• Joel

USD Testing June Highs... Where Next?

USD just about made fresh three week highs this morning, with DXY eclipsing June 22nd’s 97.74 highs for a brief moment before pulling slightly.

DXY is thus trading at levels near levels not seen since right at the start of the month, an impressive bounce from sub-96.00 lows clocked on June 10th.

So where next for USD?

First, it is worth reminding ourselves as to why USD got slammed so hard at the end of May/beginning of June.

1) Risk on flows

Risk assets made impressive gains in the month of May and the early part of June, with market’s focused on a cocktail of better than expected global economic data (which raised hopes for a V-shaped recovery) and continued reopening of developed economies. These strong risk on flows weighed on USD.

2) Improvement in EUR sentiment

Eurozone risk premia (i.e. the risk of a Eurozone break-up) diminished markedly in the latter half of May/beginning of June. EU Leader’s finally began making progress towards an agreement on the EU Recovery Fund, which included agreement on the idea of jointly issued EU debt. This was seen as drastically reducing the probability of Eurozone break up, thus EUR rallied hard, which was of course bad for USD (remember, FX markets are all about relativity, so when one currency strengthens, all others must weaken against it. Other asset classes do not necessarily work like this).

3) Fed dovishness

The Fed continues to out print virtually all other major central banks combined (as referenced by the rate of its balance sheet expansion), meaning that growth in USD money supply is far outpacing that of other central banks, meaning it started to seem almost inevitable that USD would weaken.

How have these three factors changed?

1) Risk appetite has stumbled, and stocks are fair amount off recent highs. The primary culprit for the market’s presently much more defensive positioning is the spike in Covid-19 cases in the US, as well as continued growth in cases globally. Increased trade tensions between the US and EU and China have not helped.

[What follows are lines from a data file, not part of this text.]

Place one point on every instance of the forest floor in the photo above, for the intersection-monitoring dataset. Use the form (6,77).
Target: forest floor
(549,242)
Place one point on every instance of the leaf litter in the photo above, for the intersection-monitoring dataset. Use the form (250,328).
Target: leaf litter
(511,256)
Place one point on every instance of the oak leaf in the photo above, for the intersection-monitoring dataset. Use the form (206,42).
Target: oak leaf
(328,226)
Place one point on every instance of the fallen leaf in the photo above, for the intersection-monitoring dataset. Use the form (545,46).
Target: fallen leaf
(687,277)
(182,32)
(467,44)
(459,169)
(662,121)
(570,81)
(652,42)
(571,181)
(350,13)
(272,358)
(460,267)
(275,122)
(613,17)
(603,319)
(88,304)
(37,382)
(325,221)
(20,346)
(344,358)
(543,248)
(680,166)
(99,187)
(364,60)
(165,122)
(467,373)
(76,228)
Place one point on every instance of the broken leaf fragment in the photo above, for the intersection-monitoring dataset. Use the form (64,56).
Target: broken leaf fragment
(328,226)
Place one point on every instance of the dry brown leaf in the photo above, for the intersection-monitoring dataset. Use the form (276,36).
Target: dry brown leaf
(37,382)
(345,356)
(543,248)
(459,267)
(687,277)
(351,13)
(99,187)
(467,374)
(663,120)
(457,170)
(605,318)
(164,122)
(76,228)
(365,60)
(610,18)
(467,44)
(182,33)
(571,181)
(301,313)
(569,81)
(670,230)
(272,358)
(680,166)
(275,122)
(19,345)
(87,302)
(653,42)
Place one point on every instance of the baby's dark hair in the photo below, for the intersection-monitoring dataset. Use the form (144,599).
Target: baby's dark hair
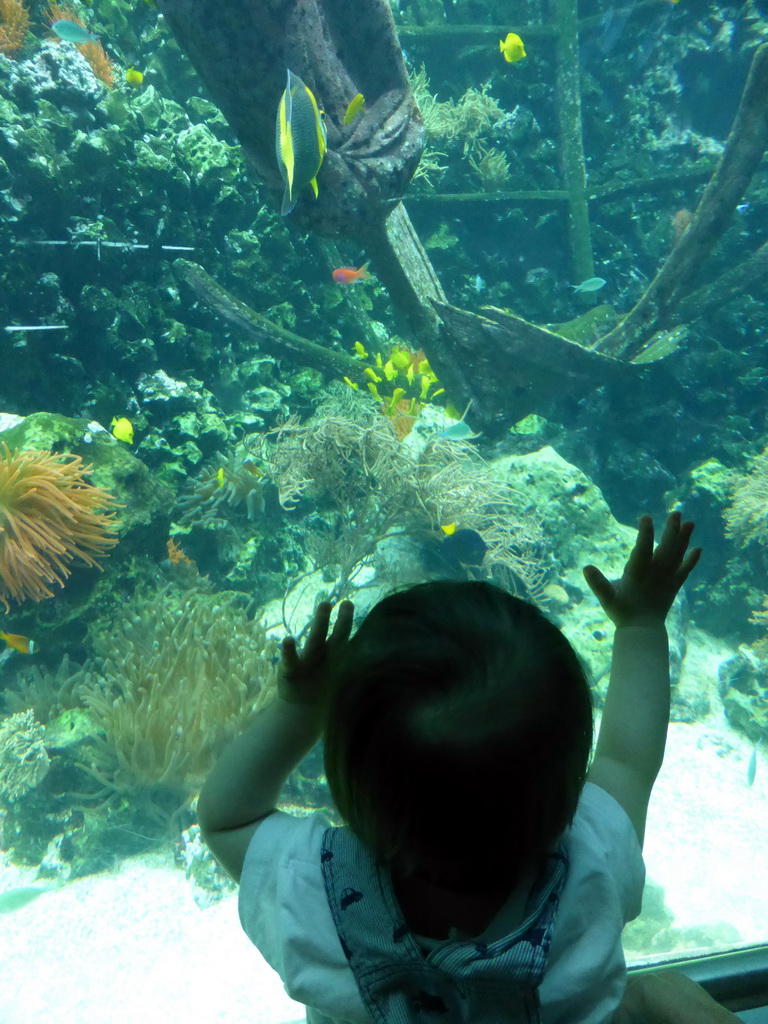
(458,734)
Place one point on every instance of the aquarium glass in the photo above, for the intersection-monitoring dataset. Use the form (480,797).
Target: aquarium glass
(305,303)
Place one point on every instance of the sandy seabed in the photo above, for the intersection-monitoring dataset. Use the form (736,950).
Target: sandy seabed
(133,946)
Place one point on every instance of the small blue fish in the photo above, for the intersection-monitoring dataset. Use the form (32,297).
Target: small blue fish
(590,285)
(71,32)
(14,899)
(753,766)
(459,431)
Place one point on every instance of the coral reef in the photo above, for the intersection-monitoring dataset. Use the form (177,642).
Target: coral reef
(24,761)
(49,517)
(14,24)
(170,684)
(227,481)
(348,461)
(747,517)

2) Momentum towards an agreement on the EU Recovery Fund appears to have waned somewhat (it was initially hoped a deal would be done by the end of June, now it looks more likely to come at the end of Summer.

3) The Fed is still just as dovish in its actions as ever, although Chairman Powell yesterday was a little more upbeat on the outlook for the US economy than some had expected given rapidly growing Covid-19 second wave risks.

Other factors to consider…

Other notable factors that influence USD price action to consider include the fact that US President Trump, typically seen as a USD positive President, has slid dramatically in the polls, with most election calculations now predicting (based on current polling) a clean sweep for Biden in the November election.

So where next for USD?

Should risk appetite continue to fade due to Covid-19 concerns as well as heightened trade tensions, this seems likely to be a USD positive, if it manages to hold onto its safe haven status. Moreover, markets seem to have priced in the fact that Trump is probably not going to win re-election, so continued bad performance by him is unlikely to further weigh on USD sentiment. In this scenario, DXY could regain a fair amount of the ground it lost over the course of May in the month of July.

There are a few threats this view, however. Firstly, the outbreak is worse in the US than Europe, and so the US economy is likely to underperform the European economy, which might end up actually being a USD negative as it would be a positive for EURUSD.

Moreover, the Fed continues to pump and has not ruled out more stimulus should the economy need it (such as if there was a double-dip recession due to the Covid-19 second wave in some states).  

All the while, what if EU leaders surprise markets by finalising the EU Recovery Fund deal faster than expected? This could give EUR a big boost at the expense of USD.